PORT-AU-PRINCE, lundi 19 août 2024- La mission internationale soutenue par les États-Unis et dirigée par le Kenya, déployée en Haïti il y a près de deux mois pour combattre une puissante coalition de gangs armés, peine à atteindre ses objectifs et à rétablir l’ordre dans le pays caribéen.

Les 400 policiers envoyés sur place n’ont pas encore réussi à progresser à travers la capitale, Port-au-Prince, pour éliminer les gangs armés, et les deux seules confrontations majeures à ce jour se sont soldées par des revers.

La mission de soutien à la sécurité multinationale (MSS) reste sous-financée, manquant des ressources et des forces nécessaires pour ramener Haïti à la normale. Cette situation met la pression sur la communauté internationale et sur le principal sponsor de l’opération, les États-Unis, pour qu’ils augmentent leur soutien financier.

« Cela ne progresse pas à la vitesse que tout le monde espérait », a déclaré Georges Fauriol, conseiller principal au sein du programme Amérique latine de l’Institut américain pour la paix. « La MSS elle-même est une sorte de véhicule à trois roues auquel il manque une roue, et tout le monde essaie de déterminer s’il faut reconstruire entièrement le véhicule ou simplement ajouter une autre roue. »

Fauriol a indiqué que Washington se concentre sur deux autres conflits mondiaux majeurs, les guerres à Gaza et en Ukraine, et que les républicains sont réticents à envoyer plus d’argent pour soutenir la MSS, ce qui rend difficile l’obtention de fonds supplémentaires, surtout en année électorale.

« Tout le monde attend quelque chose de plus de la part des États-Unis », a-t-il ajouté, soulignant qu’il y a une perception selon laquelle « les États-Unis ne veulent pas trop s’engager, [mais] c’est trompeur, car en réalité, ils sont très impliqués. »

Le Commandement sud des États-Unis (SOUTHCOM), le quartier général militaire supervisant l’Amérique du Sud et la région environnante, a déclaré qu’il livrait des véhicules blindés et non blindés, des équipements de protection, des équipements de contrôle des émeutes et d’autres fournitures pour la MSS, dont les premiers sont arrivés le mois dernier.
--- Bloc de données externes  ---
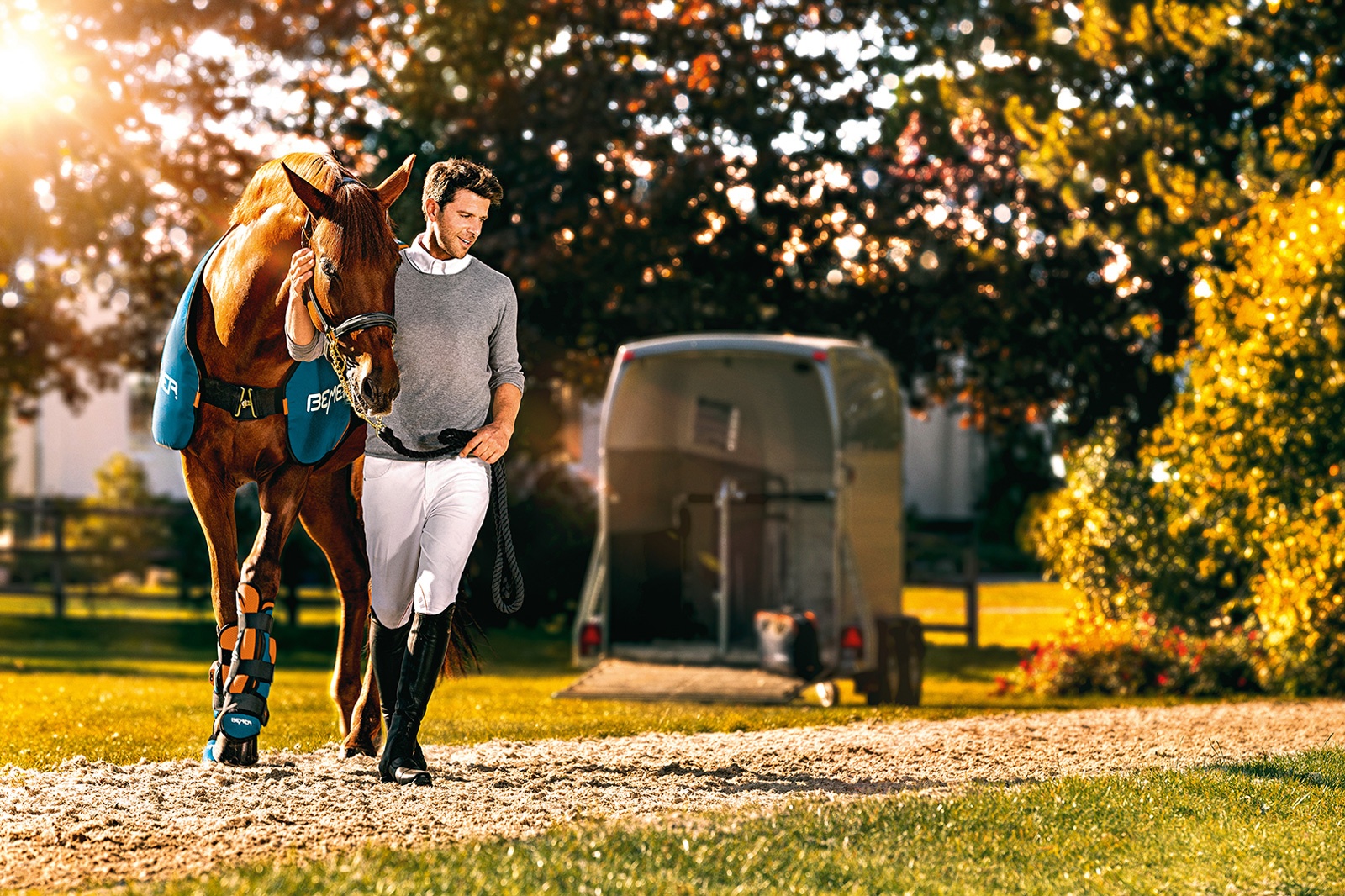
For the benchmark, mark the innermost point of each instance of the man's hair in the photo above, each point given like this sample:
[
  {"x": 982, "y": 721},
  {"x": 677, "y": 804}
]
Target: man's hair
[{"x": 446, "y": 178}]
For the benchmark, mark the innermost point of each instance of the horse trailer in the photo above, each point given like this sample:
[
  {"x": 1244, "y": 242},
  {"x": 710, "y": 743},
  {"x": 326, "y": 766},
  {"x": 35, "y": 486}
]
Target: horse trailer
[{"x": 751, "y": 517}]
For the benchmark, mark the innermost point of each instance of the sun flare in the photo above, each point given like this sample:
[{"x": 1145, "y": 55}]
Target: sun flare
[{"x": 24, "y": 74}]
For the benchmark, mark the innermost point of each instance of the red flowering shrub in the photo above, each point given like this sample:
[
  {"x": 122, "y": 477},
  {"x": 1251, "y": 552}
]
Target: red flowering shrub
[{"x": 1137, "y": 656}]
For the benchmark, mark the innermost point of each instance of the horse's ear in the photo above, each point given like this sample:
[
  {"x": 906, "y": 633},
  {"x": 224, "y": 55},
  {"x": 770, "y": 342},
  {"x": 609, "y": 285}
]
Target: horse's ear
[
  {"x": 318, "y": 202},
  {"x": 390, "y": 188}
]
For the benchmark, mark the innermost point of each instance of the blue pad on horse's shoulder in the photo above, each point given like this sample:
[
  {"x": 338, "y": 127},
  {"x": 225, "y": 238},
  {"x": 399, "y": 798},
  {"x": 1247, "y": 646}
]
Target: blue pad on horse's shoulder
[
  {"x": 179, "y": 377},
  {"x": 316, "y": 412}
]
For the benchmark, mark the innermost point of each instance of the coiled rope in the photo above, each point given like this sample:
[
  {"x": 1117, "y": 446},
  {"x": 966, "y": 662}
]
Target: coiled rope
[{"x": 506, "y": 591}]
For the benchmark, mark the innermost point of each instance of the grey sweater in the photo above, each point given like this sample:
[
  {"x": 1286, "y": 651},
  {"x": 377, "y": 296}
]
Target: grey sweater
[{"x": 456, "y": 342}]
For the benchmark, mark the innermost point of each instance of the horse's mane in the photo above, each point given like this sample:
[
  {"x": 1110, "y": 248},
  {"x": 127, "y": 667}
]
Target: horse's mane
[{"x": 363, "y": 226}]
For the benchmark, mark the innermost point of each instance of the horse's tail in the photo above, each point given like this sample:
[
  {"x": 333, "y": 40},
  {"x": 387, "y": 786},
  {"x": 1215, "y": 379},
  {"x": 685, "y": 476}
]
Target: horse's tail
[{"x": 462, "y": 654}]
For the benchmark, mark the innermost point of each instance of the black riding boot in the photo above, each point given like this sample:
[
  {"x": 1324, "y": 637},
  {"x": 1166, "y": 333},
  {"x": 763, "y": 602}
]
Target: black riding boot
[
  {"x": 387, "y": 651},
  {"x": 421, "y": 663}
]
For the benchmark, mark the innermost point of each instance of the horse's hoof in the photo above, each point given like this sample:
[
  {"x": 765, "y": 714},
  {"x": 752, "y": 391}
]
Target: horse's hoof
[
  {"x": 235, "y": 752},
  {"x": 408, "y": 777}
]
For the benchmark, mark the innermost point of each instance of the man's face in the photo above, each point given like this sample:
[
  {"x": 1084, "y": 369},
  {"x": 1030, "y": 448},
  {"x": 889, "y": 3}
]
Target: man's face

Un porte-parole a ajouté qu’ils livreraient bientôt des véhicules protégés contre les embuscades et a souligné que la MSS était une « campagne à long terme » nécessitant un soutien international soutenu.

« Il faudra du temps pour atteindre un niveau de succès opérationnel qui inverse la crise de sécurité actuelle et rétablisse une stabilité durable dans les communautés qui étaient auparavant exploitées et victimisées par des gangs sans pitié », a déclaré le porte-parole du SOUTHCOM, notant qu’il y a déjà des signes de progrès, tels que la reprise des vols commerciaux.

La mission du Kenya est principalement de former et de diriger la Police nationale haïtienne (PNH) pour vaincre les gangs armés. Cependant, la coalition de gangs n’a fait que se renforcer après avoir pris le contrôle de la majeure partie de Port-au-Prince plus tôt cette année. La MSS soutenue par l’ONU aura besoin d’hélicoptères, de véhicules de combat, de plus d’infrastructures et d’autres équipements et moyens pour avoir une chance de succès contre les gangs, dont le nombre est estimé entre 5 000 et 10 000 membres, principalement dans et autour de Port-au-Prince.

La MSS, qui a envoyé ses premières forces en Haïti fin juin, souhaite déployer environ 2 500 soldats mais aura besoin de plus de financement pour renforcer ses effectifs actuels de 400. Outre le Kenya, d’autres pays prévoient d’envoyer des forces, dont les Bahamas, le Bangladesh, la Barbade, le Bénin, le Tchad et la Jamaïque, mais ils sont peu susceptibles de participer s’il n’y a pas suffisamment de ressources disponibles.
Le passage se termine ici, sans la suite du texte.